Aches, Pains and Shivers
three albums to cheer up the moping music junkies

January, huh, what is it good for? Absolutely nothing. Music junkies mope about as they suffer withdrawal symptoms, being deprived of new releases. The symptoms are aches, pains, shivers, and the sudden urge to buy Brazilian drum'n'bass, or Tibetan singing. It's true!

We might dream at this time of year, dream of living better lives, finding love, or losing weight. One person's dream can be another's nightmare, as in Tottenham thrashing Chelsea. Perhaps we music-lovers dream of fantastic new genres to come, like Electro-Punk-Improv-Grunge-Breakbeat. Sounds stupid, but here come Sand with their new album. They'll be terribly fashionable for five minutes in March, I'm sure, even though (or probably because) they look stupid.

Sand wear boiler suits and gas masks. Very bio-warfare chic, oui? One of them even wears a leather biker's jacket, which is very '77 and all that. I forgive them because they make music which reminds me of loads of bands whose music I do not own. They sound like 23 Skidoo, Faust, Suicide and Napalm Death. They only sound like Napalm Death once, on the final track, and it doesn't last long, so don't worry.

On 'Airlock' they sound like Red Snapper until the grungy guitar riff and electro-fuzz merge to sound like Can getting together with PIL to form a Hard Rock tribute band. Sometimes they sound like Barry Adamson making Electro-sludge Metal. 'Body In The River' has a RAM-style b-line, in slow motion, before the mid-section goes up a gear, but only so far as to sound like lethargic d'n'b. And it's good.

Sand are tricky. One minute they're daft punks, the next they're hinting at Improv mixed with lo-fi Prog-beat circa '72. You know what I mean, don't you? I think I know what I mean. Their metal machine music (oh yes) flirts with history in a playful manner, but perhaps they're not joking. Still Born Alive is the first Album Of The Year. You can take that statement seriously, if you like. As seriously as you chose to take Sand.

The first electronic music my generation heard came out of tiny tv speakers in the form of the theme tune to 'Dr Who'. Ron Grainer's early masterpiece of Electro Pop turns up on Rough Trade's new compilation, imaginatively entitled Electronic. It's a double package that spans four decades but spends more time in those remembered by Rough Trade shoppers, unsurprisingly. Despite reading and, more to the point, sounding like an ad for the shop and the anoraks who shop there, it's a handy collection. It's also better planned than their CD racks.

I would have preferred a chronological order, though. Time is important historically. It's how we gauge what was done when. Perhaps that is too obvious. It would, however, have demonstrated more clearly the shift in attitude and style from, say, '78 to the early-80s.
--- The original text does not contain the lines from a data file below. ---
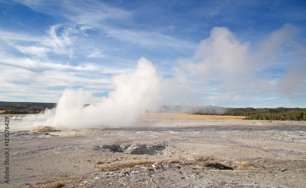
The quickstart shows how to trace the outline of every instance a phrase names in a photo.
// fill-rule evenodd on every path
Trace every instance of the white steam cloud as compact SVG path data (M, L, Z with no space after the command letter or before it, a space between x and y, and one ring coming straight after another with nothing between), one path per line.
M55 109L47 110L43 114L28 116L25 120L35 120L34 126L76 128L122 126L132 124L140 115L147 111L156 110L160 105L173 104L174 100L186 92L189 96L193 96L180 105L196 105L201 98L222 106L226 101L225 94L234 93L237 88L243 88L244 94L255 90L264 93L283 90L285 93L288 90L284 89L282 83L285 81L287 85L291 85L295 80L289 78L297 75L302 78L306 75L303 60L306 50L298 43L298 29L287 24L265 36L262 42L252 44L248 42L248 37L252 37L250 36L252 32L256 31L256 28L246 28L248 36L241 37L228 28L215 27L211 30L210 36L200 42L192 58L178 60L173 66L171 78L166 79L159 76L157 66L142 57L137 61L133 72L113 77L111 81L116 89L109 93L107 97L102 98L100 102L84 106L93 104L90 91L67 89ZM290 62L289 64L281 61L272 64L264 70L264 74L259 72L259 69L262 68L263 64L273 55L279 58L281 55L286 57L284 52L280 55L277 50L288 40L294 42L287 46L286 53L291 53L291 57L294 57L294 59L286 59L287 62ZM293 56L293 52L295 54ZM288 71L274 79L270 70L275 68ZM199 76L203 76L205 80L196 90L194 88L197 92L192 91L190 87ZM211 93L214 90L215 95L206 96L205 91L209 90ZM72 105L72 99L78 93L83 93L84 96Z

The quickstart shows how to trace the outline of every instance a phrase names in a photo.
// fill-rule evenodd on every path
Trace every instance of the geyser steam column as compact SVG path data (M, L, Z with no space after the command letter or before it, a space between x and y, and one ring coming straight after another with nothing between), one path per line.
M108 97L103 97L101 102L85 107L92 99L90 91L84 92L84 96L71 107L69 102L78 93L65 90L46 122L57 127L80 128L128 125L146 110L156 109L159 98L160 79L156 67L147 59L141 58L133 72L115 75L111 82L116 89L109 93Z
M126 102L125 101L122 101L121 104L117 105L117 108L115 108L114 109L112 110L112 112L110 115L107 114L107 118L108 118L108 120L110 121L112 118L114 118L116 116L117 114L119 113L120 111L122 110L124 107L126 105L127 103L129 102L134 98L134 97L136 96L137 94L140 92L142 89L143 88L140 85L136 86L136 88L134 91L132 91L131 94L129 94L125 96L125 98L127 100L127 102Z

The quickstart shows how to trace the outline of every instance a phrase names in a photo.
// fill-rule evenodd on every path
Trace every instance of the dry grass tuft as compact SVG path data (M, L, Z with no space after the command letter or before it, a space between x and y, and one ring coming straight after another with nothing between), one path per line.
M54 181L53 180L49 180L49 179L45 181L44 182L37 182L35 183L35 185L40 185L41 184L46 184L46 183L51 183L51 182L54 182Z
M113 171L123 168L133 167L137 165L142 164L153 164L155 163L155 162L147 160L140 160L128 163L118 164L111 167L100 167L99 169L100 170L102 171Z
M49 186L46 187L45 187L45 188L60 188L61 187L62 187L65 186L62 183L61 183L61 182L57 182Z
M240 164L239 165L239 166L238 166L237 168L238 170L241 170L244 168L247 167L249 167L252 165L252 164L249 163L241 162L241 163L240 163Z
M105 162L103 162L103 161L101 161L101 160L98 160L97 162L96 163L96 164L103 164L105 163Z

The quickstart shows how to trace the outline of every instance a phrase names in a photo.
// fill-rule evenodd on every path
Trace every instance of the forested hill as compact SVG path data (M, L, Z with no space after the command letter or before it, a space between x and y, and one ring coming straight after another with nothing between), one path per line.
M24 108L35 108L41 109L51 109L56 106L56 103L0 101L0 107L6 106L20 106Z
M256 109L248 107L197 112L200 115L241 116L246 120L306 120L306 109L279 107Z

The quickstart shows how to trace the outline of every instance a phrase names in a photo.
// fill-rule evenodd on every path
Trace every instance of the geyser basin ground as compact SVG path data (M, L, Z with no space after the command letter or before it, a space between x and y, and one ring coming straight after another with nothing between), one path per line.
M89 187L304 187L306 122L204 121L159 115L148 114L132 127L83 130L73 135L11 133L9 187L45 187L57 182L67 187L84 183ZM103 150L104 146L123 144L125 152L111 147L112 151ZM137 146L153 152L129 152ZM154 146L162 147L150 147ZM152 167L138 168L129 176L107 176L121 169L106 175L101 170L176 160L216 162L241 170L197 170L194 163L162 167L156 171ZM258 171L247 171L251 169Z

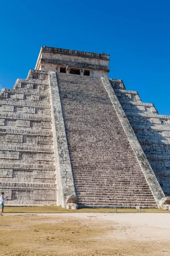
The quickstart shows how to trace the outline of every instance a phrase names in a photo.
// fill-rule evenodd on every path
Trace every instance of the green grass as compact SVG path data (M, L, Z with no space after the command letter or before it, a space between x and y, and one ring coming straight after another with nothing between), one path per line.
M8 207L4 209L4 213L70 213L71 212L99 212L112 213L115 212L115 209L113 208L84 208L78 210L69 210L56 206L37 206L32 207ZM117 209L118 213L135 213L136 212L136 209ZM170 211L157 209L142 209L141 213L170 213Z

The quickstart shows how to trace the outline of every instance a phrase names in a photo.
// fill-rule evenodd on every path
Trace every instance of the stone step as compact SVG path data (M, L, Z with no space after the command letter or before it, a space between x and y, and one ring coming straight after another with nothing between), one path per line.
M112 203L104 203L99 204L97 203L89 203L86 202L81 203L78 204L79 207L81 208L81 207L95 207L95 208L102 208L102 207L115 207L116 203L114 205ZM126 207L135 207L136 206L139 206L140 208L157 208L157 205L156 204L145 204L144 203L140 203L139 202L136 203L128 204L127 203L117 203L117 207L122 207L122 208Z

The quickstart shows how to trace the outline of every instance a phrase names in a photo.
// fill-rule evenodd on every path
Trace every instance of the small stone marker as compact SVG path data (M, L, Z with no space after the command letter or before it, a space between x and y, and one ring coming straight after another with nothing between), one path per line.
M140 210L140 212L141 211L141 209L140 209L140 207L139 206L136 206L136 211L138 212L138 210Z

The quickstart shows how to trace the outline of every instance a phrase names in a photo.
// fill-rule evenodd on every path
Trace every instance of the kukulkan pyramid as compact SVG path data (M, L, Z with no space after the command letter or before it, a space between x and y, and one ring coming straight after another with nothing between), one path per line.
M0 94L7 204L166 209L170 116L108 79L109 55L42 47Z

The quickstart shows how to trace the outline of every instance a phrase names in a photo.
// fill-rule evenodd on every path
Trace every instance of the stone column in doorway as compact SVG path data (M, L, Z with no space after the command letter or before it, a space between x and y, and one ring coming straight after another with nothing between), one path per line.
M80 72L80 76L84 76L84 73L85 73L85 70L84 69L84 68L81 68Z
M70 74L70 70L71 70L71 68L69 66L67 66L65 70L66 70L67 74Z

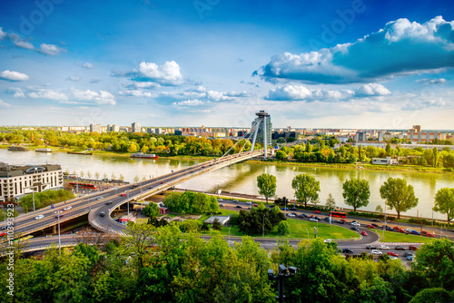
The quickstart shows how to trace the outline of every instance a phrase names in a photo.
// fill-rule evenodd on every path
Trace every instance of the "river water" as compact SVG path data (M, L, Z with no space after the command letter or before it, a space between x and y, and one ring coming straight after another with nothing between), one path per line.
M80 174L84 171L84 176L90 171L92 178L98 172L100 178L104 173L107 178L112 179L114 174L116 179L120 174L124 176L127 181L133 181L137 176L142 179L169 173L196 163L192 160L146 160L131 159L128 157L111 157L99 155L78 155L64 152L9 152L0 149L0 161L9 164L60 164L64 171ZM286 166L274 164L249 164L237 163L218 171L211 171L195 177L177 187L188 190L203 191L214 192L217 190L224 191L240 192L258 195L257 176L263 172L271 173L277 178L278 197L286 196L293 199L293 189L291 180L300 173L311 173L321 181L321 204L324 204L328 194L331 193L338 207L348 207L343 203L342 183L350 178L366 179L370 184L370 200L367 207L360 210L375 210L377 205L384 209L384 200L380 197L380 187L389 178L403 178L409 184L415 188L415 194L419 198L419 205L402 213L430 219L432 217L432 207L434 196L437 191L444 187L454 187L454 174L422 173L410 171L368 171L355 169L335 169L335 168L312 168L301 166ZM387 213L395 214L393 210ZM433 212L435 219L446 220L446 215Z

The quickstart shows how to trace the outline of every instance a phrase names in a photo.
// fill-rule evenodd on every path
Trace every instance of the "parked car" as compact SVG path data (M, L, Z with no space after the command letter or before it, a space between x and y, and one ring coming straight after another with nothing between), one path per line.
M35 217L35 220L40 220L43 218L44 218L44 215L39 215L39 216Z

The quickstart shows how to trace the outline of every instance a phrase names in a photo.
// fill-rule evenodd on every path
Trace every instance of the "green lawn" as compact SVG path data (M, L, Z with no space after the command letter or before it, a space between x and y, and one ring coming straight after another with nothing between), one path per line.
M375 230L380 237L380 242L405 242L405 243L428 243L434 238L421 237L416 235L406 235L400 232L385 231L384 238L381 239L382 231Z

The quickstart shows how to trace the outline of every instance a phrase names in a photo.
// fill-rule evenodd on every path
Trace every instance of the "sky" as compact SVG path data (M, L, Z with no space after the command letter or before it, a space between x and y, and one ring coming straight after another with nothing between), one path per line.
M454 3L4 0L0 125L454 129Z

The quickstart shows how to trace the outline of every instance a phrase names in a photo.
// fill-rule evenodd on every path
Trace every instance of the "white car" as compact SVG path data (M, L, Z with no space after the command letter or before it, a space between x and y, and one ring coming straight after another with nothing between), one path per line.
M39 215L39 216L35 217L35 220L40 220L43 218L44 218L44 215Z

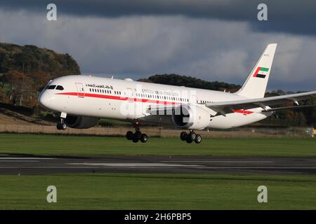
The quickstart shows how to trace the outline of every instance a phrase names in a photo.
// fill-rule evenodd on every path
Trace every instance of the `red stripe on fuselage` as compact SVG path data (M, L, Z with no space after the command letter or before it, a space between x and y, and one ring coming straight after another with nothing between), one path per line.
M260 68L259 68L260 69ZM56 93L58 95L68 95L68 96L78 96L78 92L60 92ZM181 103L178 102L171 102L166 101L159 101L159 100L152 100L152 99L140 99L140 98L129 98L129 97L122 97L117 96L111 96L111 95L103 95L100 94L94 94L94 93L79 93L79 97L94 97L94 98L101 98L101 99L117 99L117 100L131 100L136 102L142 102L142 103L152 103L152 104L180 104ZM251 114L253 113L253 111L244 111L244 110L232 110L235 113L244 113L244 114Z
M251 114L253 111L245 111L245 110L232 110L235 113L244 113L244 114Z
M60 92L56 93L58 95L68 95L68 96L78 96L78 92ZM179 102L171 102L166 101L160 101L160 100L152 100L152 99L140 99L140 98L134 98L134 97L117 97L117 96L112 96L112 95L103 95L100 94L94 94L94 93L85 93L80 94L79 97L94 97L94 98L102 98L102 99L116 99L116 100L129 100L133 101L136 102L141 103L152 103L152 104L180 104Z

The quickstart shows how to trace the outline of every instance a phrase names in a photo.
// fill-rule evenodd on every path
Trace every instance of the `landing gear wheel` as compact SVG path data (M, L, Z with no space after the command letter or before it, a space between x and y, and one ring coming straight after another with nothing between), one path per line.
M148 139L148 136L146 134L142 134L140 136L140 141L143 143L145 143Z
M136 143L138 142L139 139L137 137L137 135L136 134L133 134L133 142Z
M67 128L67 125L65 123L61 123L60 125L62 130L65 130Z
M195 141L196 137L197 137L197 134L195 134L195 132L190 132L190 138L192 139L192 141Z
M182 132L181 134L180 134L180 139L181 139L182 141L185 141L187 138L187 134L185 132Z
M127 140L132 140L133 139L133 132L129 131L126 132L126 139Z
M199 134L197 134L195 141L197 144L199 144L202 141L202 136Z
M140 132L140 131L137 131L136 132L135 132L135 135L136 136L137 139L140 140L140 137L142 136L142 132Z

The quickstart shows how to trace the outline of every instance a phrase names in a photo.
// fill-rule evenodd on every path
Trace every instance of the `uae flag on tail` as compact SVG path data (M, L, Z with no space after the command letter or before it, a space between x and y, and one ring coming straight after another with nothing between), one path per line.
M265 67L258 67L256 70L254 77L265 78L268 74L268 68Z

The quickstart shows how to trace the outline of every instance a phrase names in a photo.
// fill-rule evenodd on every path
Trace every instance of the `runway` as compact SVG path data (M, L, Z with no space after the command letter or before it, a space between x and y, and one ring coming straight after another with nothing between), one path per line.
M315 174L316 157L0 156L0 174L77 173Z

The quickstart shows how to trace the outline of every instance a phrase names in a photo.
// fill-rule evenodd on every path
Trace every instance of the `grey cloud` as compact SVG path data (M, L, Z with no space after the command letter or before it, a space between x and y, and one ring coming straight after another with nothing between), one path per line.
M6 21L2 22L2 21ZM313 90L316 40L255 31L246 22L183 16L45 16L0 10L0 41L68 52L84 74L134 79L176 73L241 84L269 43L279 43L270 89Z
M246 21L255 30L316 35L316 1L275 0L54 0L60 15L116 18L133 15L183 15L194 18ZM42 0L0 1L7 10L44 13ZM268 6L268 21L257 20L257 6Z

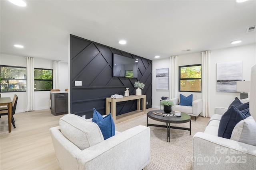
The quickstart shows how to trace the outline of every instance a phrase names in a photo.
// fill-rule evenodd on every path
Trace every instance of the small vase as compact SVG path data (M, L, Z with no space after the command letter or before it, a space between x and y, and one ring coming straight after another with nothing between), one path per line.
M141 89L140 88L138 88L136 89L136 91L135 91L135 94L137 96L141 95Z
M164 106L164 111L165 113L170 113L171 112L172 106Z

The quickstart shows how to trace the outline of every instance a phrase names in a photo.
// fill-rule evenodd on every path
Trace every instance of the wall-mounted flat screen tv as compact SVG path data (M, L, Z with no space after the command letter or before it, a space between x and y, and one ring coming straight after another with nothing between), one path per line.
M113 76L138 78L138 59L114 54Z

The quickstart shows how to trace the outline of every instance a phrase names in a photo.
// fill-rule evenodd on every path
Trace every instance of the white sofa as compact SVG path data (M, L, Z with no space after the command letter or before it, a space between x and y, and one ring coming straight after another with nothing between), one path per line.
M197 99L195 97L195 96L193 96L192 106L179 105L180 102L179 98L171 99L174 104L172 107L172 110L186 113L189 115L194 116L196 121L196 117L198 116L200 116L199 115L202 113L202 99Z
M254 133L254 136L256 131L254 129L256 126L254 124L256 123L254 117L256 114L255 112L256 108L255 102L256 71L255 67L254 66L254 70L253 72L252 71L251 76L250 86L253 90L250 90L253 92L250 93L249 109L252 116L246 119L250 119L250 121L254 121L252 122L254 128L249 129L250 133ZM241 101L243 103L248 102L246 99ZM252 101L254 102L252 103ZM256 146L245 143L248 143L246 142L242 143L238 141L240 140L235 140L235 139L232 138L233 133L230 139L218 137L220 120L227 110L225 108L216 107L215 114L210 119L204 132L197 132L194 136L193 156L191 160L193 161L193 169L256 169ZM242 125L244 125L244 124ZM232 132L234 131L233 130ZM249 136L248 134L245 133L245 136ZM254 137L252 138L252 141L255 144L256 138L255 141L253 138Z
M62 170L142 170L149 162L150 129L139 125L104 140L94 122L68 114L50 129Z

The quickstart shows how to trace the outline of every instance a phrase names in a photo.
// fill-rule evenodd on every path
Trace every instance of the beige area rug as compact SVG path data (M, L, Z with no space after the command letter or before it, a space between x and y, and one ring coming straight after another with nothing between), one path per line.
M166 128L149 126L150 128L150 159L144 170L192 170L193 156L193 136L197 132L203 132L206 123L191 121L191 135L189 131L172 129L170 143L167 142ZM148 118L148 123L165 125L163 122ZM118 125L116 130L120 132L138 125L147 126L146 115L134 120ZM172 126L189 128L189 122L171 124Z

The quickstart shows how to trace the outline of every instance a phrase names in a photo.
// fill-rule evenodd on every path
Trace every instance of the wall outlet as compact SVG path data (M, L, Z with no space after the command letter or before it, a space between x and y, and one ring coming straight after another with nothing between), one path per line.
M82 81L75 81L75 86L82 86Z

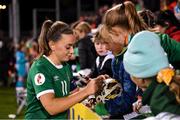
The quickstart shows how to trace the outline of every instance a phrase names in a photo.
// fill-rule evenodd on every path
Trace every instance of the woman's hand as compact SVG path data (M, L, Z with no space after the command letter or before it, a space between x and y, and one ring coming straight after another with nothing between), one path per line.
M102 88L103 80L107 79L108 75L100 75L97 78L90 79L89 83L86 86L86 91L88 95L95 94L100 88Z
M139 112L139 109L142 107L142 99L138 99L135 103L133 103L133 111Z

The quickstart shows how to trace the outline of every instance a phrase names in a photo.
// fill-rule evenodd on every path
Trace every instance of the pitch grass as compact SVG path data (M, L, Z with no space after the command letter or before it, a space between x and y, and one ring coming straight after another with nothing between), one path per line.
M9 114L16 114L16 93L13 87L0 87L0 119L9 119ZM16 116L17 119L24 118L25 108L20 115Z

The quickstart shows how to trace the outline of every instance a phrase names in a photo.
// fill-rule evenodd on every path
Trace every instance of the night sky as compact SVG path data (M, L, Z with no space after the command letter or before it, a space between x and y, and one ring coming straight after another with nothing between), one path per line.
M7 9L0 11L0 29L8 32L8 4L12 0L0 0L0 4L6 4ZM93 0L81 0L82 11L93 11ZM99 0L99 6L110 4L112 0ZM31 31L33 28L32 11L34 8L55 9L55 0L19 0L20 5L20 29L21 32ZM61 20L67 23L76 21L76 0L60 0ZM55 20L55 13L38 12L37 23L38 28L45 19Z

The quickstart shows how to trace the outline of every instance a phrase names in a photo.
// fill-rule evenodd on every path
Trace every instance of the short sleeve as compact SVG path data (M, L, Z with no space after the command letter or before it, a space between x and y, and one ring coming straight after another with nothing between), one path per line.
M32 84L37 99L46 93L54 93L52 77L43 69L35 69L31 74Z

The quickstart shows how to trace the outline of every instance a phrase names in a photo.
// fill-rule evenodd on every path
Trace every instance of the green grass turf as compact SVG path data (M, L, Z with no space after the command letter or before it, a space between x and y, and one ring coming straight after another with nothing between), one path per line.
M0 119L8 119L9 114L16 114L16 93L13 87L0 87ZM17 119L24 118L25 108Z

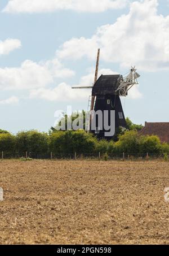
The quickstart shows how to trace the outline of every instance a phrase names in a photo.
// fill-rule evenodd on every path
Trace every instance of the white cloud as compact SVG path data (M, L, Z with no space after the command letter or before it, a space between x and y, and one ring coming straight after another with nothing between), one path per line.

It's the difference between early Human League ('Being Boiled'), and their eventual mining of the Electro Pop vein. It's the (three year) difference between The Normal's brilliant 'Warm Leatherette' and Depeche Mode's awful 'Big Muff'. I can't believe I've bought an album featuring Depeche Mode.

Snippets of, er, avant-gardism from the likes of Cage, Oval, and Pan Sonic are thrown in too, just to remind everyone that electronic music could be more than catchy Pop tunes, I suppose. Not being a purist, or too snobby about my electronic music, I don't mind the fact that they haven't included long excerpts from synthesised conceptual masterpieces by Germans. Kraftwerk's 'The Robots' is here, of course, but no Soulsonic Force, or classic Detroit. Rough Trade shoppers don't go to clubs you know. Not in the common sense of the word. They go to rooms to watch knob-twiddlers and ignore the DJ. I speak from experience.

Autechre's 'Basscadet' still sounds great, almost ten years on, but the most fun to be had comes from two versions of classics from non-electronic fields. Schneider TM's take on The Smiths' 'There Is A Light That Never Goes Out', and LB's injection of irony into the soul of JB's 'Superbad' are a real hoot. Other highlights include Throbbing Gristle's 'Hot On The Heels Of Love', a fetishistic tribute to Donna Summer's moan-along-with-Moroder, and Christian Zanesi's 'Marseille 2'. The latter sounds like an inter-galactic ocean liner in cosmic fog. Neither of which exist, as far as I know, but then electronic music's potential is to suggest the fantastical, isn't it?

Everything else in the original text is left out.